„Mein Freund, der Baum“ – wer kennt noch diesen alten Schlager? Im Lied geht es nicht gut aus für den Baum: er wird gefällt. Wie leider viel zu viele Bäume, nicht nur im fernen Regenwald, sondern auch hier bei uns in Deutschland. Dabei sollten eher Bäume gepflanzt werden, denn ein Baum ist ein Klimaretter, ein CO2-Speicher, sogar eine Gesundheitskur.

Ein Stadtbaum kühlt wie 81 Kühlschränke

Mittels Blatttranspiration (Verdunstung) kühlt ein Baum seine Umgebung. So haben Wissenschaftler der TU München ermittelt, dass ein Stadtbaum jährlich die gleiche Kühlleistung wie 81 Kühlschränke erbringt, nämlich bis zu 12.000 kWh.
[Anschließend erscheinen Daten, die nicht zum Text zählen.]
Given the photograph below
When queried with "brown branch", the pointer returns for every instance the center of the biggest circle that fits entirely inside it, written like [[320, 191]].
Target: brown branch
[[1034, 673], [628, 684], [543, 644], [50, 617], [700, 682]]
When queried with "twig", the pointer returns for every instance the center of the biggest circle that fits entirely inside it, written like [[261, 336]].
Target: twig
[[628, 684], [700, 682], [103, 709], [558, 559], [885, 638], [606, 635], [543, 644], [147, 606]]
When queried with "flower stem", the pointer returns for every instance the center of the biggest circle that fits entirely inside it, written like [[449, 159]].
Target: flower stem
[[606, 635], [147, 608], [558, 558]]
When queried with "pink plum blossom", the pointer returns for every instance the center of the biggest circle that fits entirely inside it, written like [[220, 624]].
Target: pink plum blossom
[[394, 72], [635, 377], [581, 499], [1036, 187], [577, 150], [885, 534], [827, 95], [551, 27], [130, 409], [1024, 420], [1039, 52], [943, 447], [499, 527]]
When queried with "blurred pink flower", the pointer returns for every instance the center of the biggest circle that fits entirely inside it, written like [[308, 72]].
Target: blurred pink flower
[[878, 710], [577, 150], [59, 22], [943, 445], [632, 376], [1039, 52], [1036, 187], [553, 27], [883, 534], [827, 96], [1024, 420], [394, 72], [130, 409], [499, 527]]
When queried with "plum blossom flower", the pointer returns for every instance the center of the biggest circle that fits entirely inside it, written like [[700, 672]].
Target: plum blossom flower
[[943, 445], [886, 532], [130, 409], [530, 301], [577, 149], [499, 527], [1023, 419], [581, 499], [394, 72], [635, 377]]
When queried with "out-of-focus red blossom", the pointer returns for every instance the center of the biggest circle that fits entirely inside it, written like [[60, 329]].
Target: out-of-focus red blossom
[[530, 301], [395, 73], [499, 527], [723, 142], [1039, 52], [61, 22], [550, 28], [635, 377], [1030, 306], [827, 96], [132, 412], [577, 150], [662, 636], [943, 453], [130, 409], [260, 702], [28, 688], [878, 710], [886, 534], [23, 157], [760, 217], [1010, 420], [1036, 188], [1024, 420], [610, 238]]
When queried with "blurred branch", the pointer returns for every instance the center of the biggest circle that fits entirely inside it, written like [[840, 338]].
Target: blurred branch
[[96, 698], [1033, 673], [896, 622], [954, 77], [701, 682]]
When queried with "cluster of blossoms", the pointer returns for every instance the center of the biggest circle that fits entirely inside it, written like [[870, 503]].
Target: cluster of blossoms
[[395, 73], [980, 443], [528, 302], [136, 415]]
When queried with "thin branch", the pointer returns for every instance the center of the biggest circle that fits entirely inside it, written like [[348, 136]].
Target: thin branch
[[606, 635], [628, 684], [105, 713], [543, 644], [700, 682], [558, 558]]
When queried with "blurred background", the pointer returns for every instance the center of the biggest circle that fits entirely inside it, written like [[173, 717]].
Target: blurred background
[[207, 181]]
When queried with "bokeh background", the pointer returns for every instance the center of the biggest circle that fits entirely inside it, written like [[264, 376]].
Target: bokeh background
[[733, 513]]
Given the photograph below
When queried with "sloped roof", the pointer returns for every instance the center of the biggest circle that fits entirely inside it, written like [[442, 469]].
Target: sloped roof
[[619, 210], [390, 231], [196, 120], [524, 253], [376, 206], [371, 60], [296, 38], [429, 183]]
So können Bäume zum Klimaretter werden, in heißen Sommern schaffen sie den kühlenden Ausgleich. Ein gutes Argument für mehr Bäume in Großstädten, sowie für Konzepte zur Fassadenbegrünung!

Bäume speichern CO2 und produzieren Sauerstoff

Das lernt man im Biologieunterricht: Photosynthese, der Vorgang, bei dem mittels Licht CO2 umgewandelt wird in Glukose und Sauerstoff (vereinfacht ausgedrückt). Und genauso einfach: frei emittiertes CO2 ist der Hauptverursacher der Erderwärmung und des Klimawandels. Dabei sind nicht alle Bäume gleich effektiv … hier die Rangliste der Bäume nach ihrer CO2-Aufnahme:

  1. Buche (Rotbuche, Hainbuche, Blutbuche), Kastanie, Kirsch, Linde
  2. Eiche, Ahorn, Esche, Ulme, Robinie
  3. Kiefer (Schwarzkiefer, Waldkiefer), Lärche
  4. Fichte, Tanne (Nordmanntanne, Weißtanne), Douglasie

Alter Baum

Deswegen kann man den Baum mit Fug und Recht als Klimaretter bezeichnen. Und ein alter, gesunder und großer Baum produziert am Tag so viel Sauerstoff, dass 10 Menschen mit Atemluft versorgt werden. Deswegen ist es so schade, eigentlich schon Augenwischerei, wenn vor allem in Städten beim Fällen von großen alten Bäumen mit „Ersatzbepflanzungen“ argumentiert wird. Bis ein junger Baum die Effektivität in der CO2-Speicherung sowie Sauerstoff-Produktion erreicht hat, dauert es Jahre bis Jahrzehnte. Ziel sollte also sein, Bäume zu erhalten und zusätzlich neue zu pflanzen.

Bäume stärken das Immunsystem

Hier wirkt der Gang durch den Wald, vor allem bei einem Nadelwald, wie eine Gesundheitskur. Denn Bäume stärken durch ihre Ausdünstungen das menschliche Immunsystem. Sie verströmen verschiedene Duftstoffe, um beispielsweise als Art Kommunikationsmittel andere Bäume vor fresslustigen Tieren zu warnen. Diese botanischen Duftstoffe heißen Terpenoide.

Besonders die Terpenoide von Nadelbäumen (Kiefer, Tanne und Fichte) seien laut Wissenschaft besonders effektiv – sie töten Krebszellen ab. In Laborversuchen bildeten sich bösartige Tumore zurück, keimende Krebszellen wurden abgetötet. Derzeit wird die Wirkung auf Menschen und außerhalb von Laboren erforscht. Nach ersten Ergebnissen dieser Studie hat man nach 1 Tag Aufenthalt in einem Nadelwald (mit tief Einatmen natürlich) knapp 40 % mehr „Killerzellen“ im Blut. Das sind die Abwehrzellen des körpereigenen Immunsystems. Und nach 2 Tagen wären es sogar 100 % mehr, und dieses Niveau bleibt einen ganzen Monat lang erhalten! Also eine exponentielle Steigerung, denn der 1-Tages-Effekt hält nur eine Woche, berichtet GEO.